Re: Virtualizing MSI-X on IMS via VFIO

Alex Williamson <alex.williamson@xxxxxxxxxx> · Thu, 24 Jun 2021 11:52:36 -0600

On Thu, 24 Jun 2021 00:00:37 +0000
"Tian, Kevin" <kevin.tian@xxxxxxxxx> wrote:

> > From: Alex Williamson <alex.williamson@xxxxxxxxxx>
> > Sent: Wednesday, June 23, 2021 11:20 PM
> >  
> [...]
>  > > So the only downside today of allocating more MSI-X vectors than
> > > necessary is memory consumption for the irq descriptors.  
> > 
> > As above, this is a QEMU policy of essentially trying to be a good
> > citizen and allocate only what we can infer the guest is using.  What's
> > a good way for QEMU, or any userspace, to know it's running on a host
> > where vector exhaustion is not an issue?  
> 
> In my proposal a new command (VFIO_DEVICE_ALLOC_IRQS) is
> introduced to separate allocation from enabling.
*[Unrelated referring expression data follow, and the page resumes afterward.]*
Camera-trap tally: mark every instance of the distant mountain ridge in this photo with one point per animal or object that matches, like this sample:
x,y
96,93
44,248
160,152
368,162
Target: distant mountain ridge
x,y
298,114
The availability
> of this command could be the indicator whether vector 
> exhaustion is not an issue now?

We have options with existing interfaces if we want to provide some
programmatic means through vfio to hint to userspace about vector
usage.  Otherwise I don't see much justification for this new ioctl, it
can largely be done with SET_IRQS, or certainly with extensions of
flags.

> > > So no, we are not going to proliferate this complete ignorance of how
> > > MSI-X actually works and just cram another "feature" into code which is
> > > known to be incorrect.  
> > 
> > Some of the issues of virtualizing MSI-X are unsolvable without
> > creating a new paravirtual interface, but obviously we want to work
> > with existing drivers and unmodified guests, so that's not an option.
> > 
> > To work with what we've got, the vfio API describes the limitation of
> > the host interfaces via the VFIO_IRQ_INFO_NORESIZE flag.  QEMU then
> > makes a choice in an attempt to better reflect what we can infer of the
> > guest programming of the device to incrementally enable vectors.  We  
> 
> It's a surprise to me that Qemu even doesn't look at this flag today after
> searching its code...

There are no examples of the alternative, it would be dead, untested
code.  The flag exists in the uAPI to indicate a limitation of the
underlying implementation that has always existed.  Should we remove
that limitation, as Thomas now sees as possible, then QEMU wouldn't
need to make a choice whether to fully allocate the vector table or
incrementally tear-down and re-init.

> > could a) work to provide host kernel interfaces that allow us to remove
> > that noresize flag and b) decide whether QEMU's usage policy can be
> > improved on kernels where vector exhaustion is no longer an issue.  
> 
> Thomas can help confirm but looks noresize limitation is still there. 
> b) makes more sense since Thomas thinks vector exhaustion is not 
> an issue now (except one minor open about irte).

As noted elsewhere, a) is indeed a limitation of the host interfaces,
not implicit to MSI-X.  Obviously we can look at different QEMU
policies, including generating hardware faults to the VM on exhaustion
or unmask failures, interrupt injection or better inferring potential
vector usage.  Thanks,

Alex